PPATK di bawah Yusuf juga sangat berperan
membantu penegak hukum mengungkapkan sejumlah kasus seperti kasus mantan
Bendahara Umum Partai Demokrat Muhammad Nazaruddin dan pegawai Pajak Dhana
Widyatmika.
Pria kelahiran 50 tahun silam ini pula yang
mengusulkan agar pengangkatan pejabat eselon I dan II juga direksi BUMN meminta
rekomendasi PPATK. Lembaga ini akan melihat di database-nya, apakah calon
pejabat yang akan diangkat pernah memiliki transaksi mencurigakan atau tidak.
Aturan ini kemudian disetujui Kementerian Pendayagunaan Aparatur Negara dan
Reformasi Birokrasi dan telah diterapkan.
Apa target Anda sebagai Kepala PPATK?
Saya ingin mengoptimalkan peran dan fungsi
PPATK sebagai lembaga pencegah dan pemberantas kejahatan. Kami sebenarnya
berharap bisa diberi wewenang penyelidikan di mana kami bisa memanggil dan
memeriksa orang. Tetapi tidak dikasih. Padahal, kalau punya wewenang itu, hasil
laporan analisis yang kami sampaikan ke lembaga penegak hukum akan seperti
berkas perkara, lengkap dengan keterangan saksi-saksi. Dengan demikian, penegak
hukum lebih mudah menindaklanjutinya. Kendati demikian, kami akan tetap bekerja
maksimal. Saya bermimpi, korupsi di negeri ini bisa berkurang signifikan.
Apa saja yang telah Anda lakukan dalam
membantu pemberantasan korupsi?
Selain memberikan rekomendasi dalam
pengangkatan pejabat dan direksi BUMN, saya kini tengah mengusulkan kepada
Menteri Keuangan dan Gubernur BI agar mengeluarkan aturan mengenai pembatasan
penarikan tunai dari bank. Misalnya, penarikan tunai dari bank maksimal Rp 100.

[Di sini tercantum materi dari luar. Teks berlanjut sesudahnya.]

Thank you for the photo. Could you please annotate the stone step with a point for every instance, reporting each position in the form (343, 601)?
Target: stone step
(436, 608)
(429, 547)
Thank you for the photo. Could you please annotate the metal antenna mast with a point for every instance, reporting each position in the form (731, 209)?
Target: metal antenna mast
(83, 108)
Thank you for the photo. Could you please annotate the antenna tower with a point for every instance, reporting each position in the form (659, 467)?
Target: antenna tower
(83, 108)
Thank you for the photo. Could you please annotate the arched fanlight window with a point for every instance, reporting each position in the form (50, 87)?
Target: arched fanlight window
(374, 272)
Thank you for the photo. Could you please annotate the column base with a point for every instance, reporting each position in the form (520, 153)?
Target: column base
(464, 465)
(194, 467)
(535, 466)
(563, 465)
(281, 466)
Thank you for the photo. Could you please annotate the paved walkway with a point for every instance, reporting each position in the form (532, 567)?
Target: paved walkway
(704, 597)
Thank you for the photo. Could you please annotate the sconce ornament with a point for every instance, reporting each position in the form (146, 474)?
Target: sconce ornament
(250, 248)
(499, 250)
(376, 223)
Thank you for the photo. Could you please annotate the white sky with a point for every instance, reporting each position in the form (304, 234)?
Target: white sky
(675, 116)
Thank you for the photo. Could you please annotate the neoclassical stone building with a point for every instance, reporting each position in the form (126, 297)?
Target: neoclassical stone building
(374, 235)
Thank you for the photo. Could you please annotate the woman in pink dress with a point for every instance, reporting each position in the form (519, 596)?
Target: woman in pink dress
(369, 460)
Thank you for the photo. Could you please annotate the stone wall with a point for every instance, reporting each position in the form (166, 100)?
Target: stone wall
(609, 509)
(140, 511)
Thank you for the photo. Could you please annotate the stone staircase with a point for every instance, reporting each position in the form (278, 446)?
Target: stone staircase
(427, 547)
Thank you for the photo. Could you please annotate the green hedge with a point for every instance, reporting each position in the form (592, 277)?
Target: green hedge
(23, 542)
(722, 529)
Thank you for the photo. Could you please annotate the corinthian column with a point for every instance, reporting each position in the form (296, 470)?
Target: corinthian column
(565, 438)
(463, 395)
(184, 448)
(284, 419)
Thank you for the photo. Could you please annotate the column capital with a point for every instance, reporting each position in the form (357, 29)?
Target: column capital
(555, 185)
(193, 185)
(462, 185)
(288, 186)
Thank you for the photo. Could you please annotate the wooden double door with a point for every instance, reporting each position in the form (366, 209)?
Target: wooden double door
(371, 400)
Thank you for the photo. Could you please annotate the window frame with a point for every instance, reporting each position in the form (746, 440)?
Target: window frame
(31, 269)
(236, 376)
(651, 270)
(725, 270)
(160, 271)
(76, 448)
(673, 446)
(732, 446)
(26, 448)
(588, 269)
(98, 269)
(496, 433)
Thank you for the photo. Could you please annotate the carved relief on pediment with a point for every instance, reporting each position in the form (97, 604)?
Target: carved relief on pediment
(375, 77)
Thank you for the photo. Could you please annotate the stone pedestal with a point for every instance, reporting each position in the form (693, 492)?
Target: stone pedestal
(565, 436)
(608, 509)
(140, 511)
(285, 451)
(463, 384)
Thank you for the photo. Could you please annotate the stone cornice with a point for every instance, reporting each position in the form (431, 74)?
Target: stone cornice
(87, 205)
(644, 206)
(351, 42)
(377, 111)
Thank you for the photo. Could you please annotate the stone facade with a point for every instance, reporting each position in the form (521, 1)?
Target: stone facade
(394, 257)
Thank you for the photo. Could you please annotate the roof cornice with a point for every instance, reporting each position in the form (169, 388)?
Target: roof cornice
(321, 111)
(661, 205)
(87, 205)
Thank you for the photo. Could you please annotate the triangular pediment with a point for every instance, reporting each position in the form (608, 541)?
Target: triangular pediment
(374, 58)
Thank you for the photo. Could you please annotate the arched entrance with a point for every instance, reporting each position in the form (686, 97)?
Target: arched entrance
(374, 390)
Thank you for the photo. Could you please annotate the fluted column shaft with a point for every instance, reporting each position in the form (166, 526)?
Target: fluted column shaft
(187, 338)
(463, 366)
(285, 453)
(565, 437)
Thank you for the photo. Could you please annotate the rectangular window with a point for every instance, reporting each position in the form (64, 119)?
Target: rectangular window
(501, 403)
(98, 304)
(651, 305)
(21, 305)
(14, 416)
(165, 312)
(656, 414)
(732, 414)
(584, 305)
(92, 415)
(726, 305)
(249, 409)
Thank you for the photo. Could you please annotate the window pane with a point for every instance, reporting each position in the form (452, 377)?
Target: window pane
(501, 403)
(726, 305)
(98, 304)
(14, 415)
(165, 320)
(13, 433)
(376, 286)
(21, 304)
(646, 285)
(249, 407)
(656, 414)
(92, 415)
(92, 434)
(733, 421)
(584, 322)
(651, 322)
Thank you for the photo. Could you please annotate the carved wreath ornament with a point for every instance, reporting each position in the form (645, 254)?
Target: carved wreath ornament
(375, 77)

Jika nasabah ingin bertransaksi lebih dari itu, maka selebihnya harus dilakukan
dengan transfer. Cara ini bisa menutup peluang praktik suap-menyuap menggunakan
uang tunai. Di sisi lain, orang didorong menggunakan transfer agar mudah
dilacak jika diketahui ada indikasi pidana. Saya mengusulkan agar aturan ini
dimasukkan dalam Peraturan Bank Indonesia atau UU BI. Namun, aturan ini belum
juga diterbitkan. Padahal, dengan cara ini, saya yakin, korupsi bisa ditekan hingga
70 persen.
Bagaimana respons penegak hukum atas
laporan PPATK?
Sejujurnya, respons penegak hukum masih
rendah, terutama kepolisian. Dari 1.960 LHA, yang direspons hanya 957 LHA.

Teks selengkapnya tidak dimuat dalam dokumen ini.